The Wind Ensemble is directed by professor Gary A. Speck.
This concert in particular is notable because it features two Miami premieres as the result of the Commissioning Consortia, in which the ensemble recently partook. The two pieces performed will be “Where the Good Sounds Live,” composed by Alvin Singleton and “Congo Square,” composed by James Syler.
Singleton is to attend Tuesday’s concert. The composer has a distinguished background, with his works being performed by dozens of symphony orchestras, most notably the Philadelphia Orchestra, and at countless international festivals. He has received several awards during his tenure as a composer, including the 2003 Guggenheim Fellowship.
James Syler’s “Congo Square” was composed for drum quartet and wind ensemble, consistent with his style of jazz and world music. Syler currently works for the University of Texas at San Antonio and teaches private composition lessons.
Other pieces performed include “From A Dark Millennium,” by Joseph Schwantner, “Adagio Music,” by Nicholas Thorne and “Fiesta del Pacifico,” by Roger Nixon.
The Symphony Band will hold their final performance of the year at 7:30 p.m May 8 in Hall Auditorium. This concert is also free.
The Symphony Band is directed by Stephen Lytle, associate director of bands at Miami.

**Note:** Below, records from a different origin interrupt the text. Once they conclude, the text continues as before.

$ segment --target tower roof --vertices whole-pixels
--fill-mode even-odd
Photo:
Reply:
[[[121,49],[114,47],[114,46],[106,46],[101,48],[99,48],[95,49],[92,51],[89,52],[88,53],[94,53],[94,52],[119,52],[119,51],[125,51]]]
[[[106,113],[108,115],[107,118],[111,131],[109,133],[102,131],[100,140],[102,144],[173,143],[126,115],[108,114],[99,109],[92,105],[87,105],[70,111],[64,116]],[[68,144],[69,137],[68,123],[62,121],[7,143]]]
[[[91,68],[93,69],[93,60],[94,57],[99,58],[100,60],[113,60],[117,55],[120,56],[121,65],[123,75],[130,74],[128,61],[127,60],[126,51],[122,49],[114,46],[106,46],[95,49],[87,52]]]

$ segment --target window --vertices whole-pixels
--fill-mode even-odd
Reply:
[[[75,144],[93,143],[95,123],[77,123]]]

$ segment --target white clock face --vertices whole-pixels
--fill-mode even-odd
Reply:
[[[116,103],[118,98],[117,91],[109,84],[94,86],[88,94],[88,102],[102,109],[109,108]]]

The featured guest artist for the symphony band is Jim Ketch, a trumpet artist and professor of music at the University of North Carolina at Chapel Hill. His career includes both solo performances and guest appearances with a wide variety of other orchestras, bands and ensembles, focused in the genre of jazz. Ketch’s pieces with the symphony band include, “My One and Only Love,” and “Joy Spring.”
“This concert reflects some of the most eclectic programming we’ve done,” Lytle said. “It is American and it is ‘Americana’ as well as international. It spans three different centuries. It features jazz in a setting that is not typical. I’m very excited to share all of this with our audience.”
Among the other pieces to be performed is “March” from “Symphonic Metamorphosis” by Paul Hindesmith. Hindesmith’s fascinating story began in Germany where he was a composer, branded a degenerate by the Nazis and escaped to the United States prior to World War II. “March” is the final movement from the 1943 composition by fellow German composer, Carl Maria von Weber, who transformed the composition into an entirely new piece.
The two other featured pieces include music from the acclaimed English theater duo, Gilbert and Sullivan and Henry Fillmore, Cincinnati’s most famous bandleader of the early 20th century.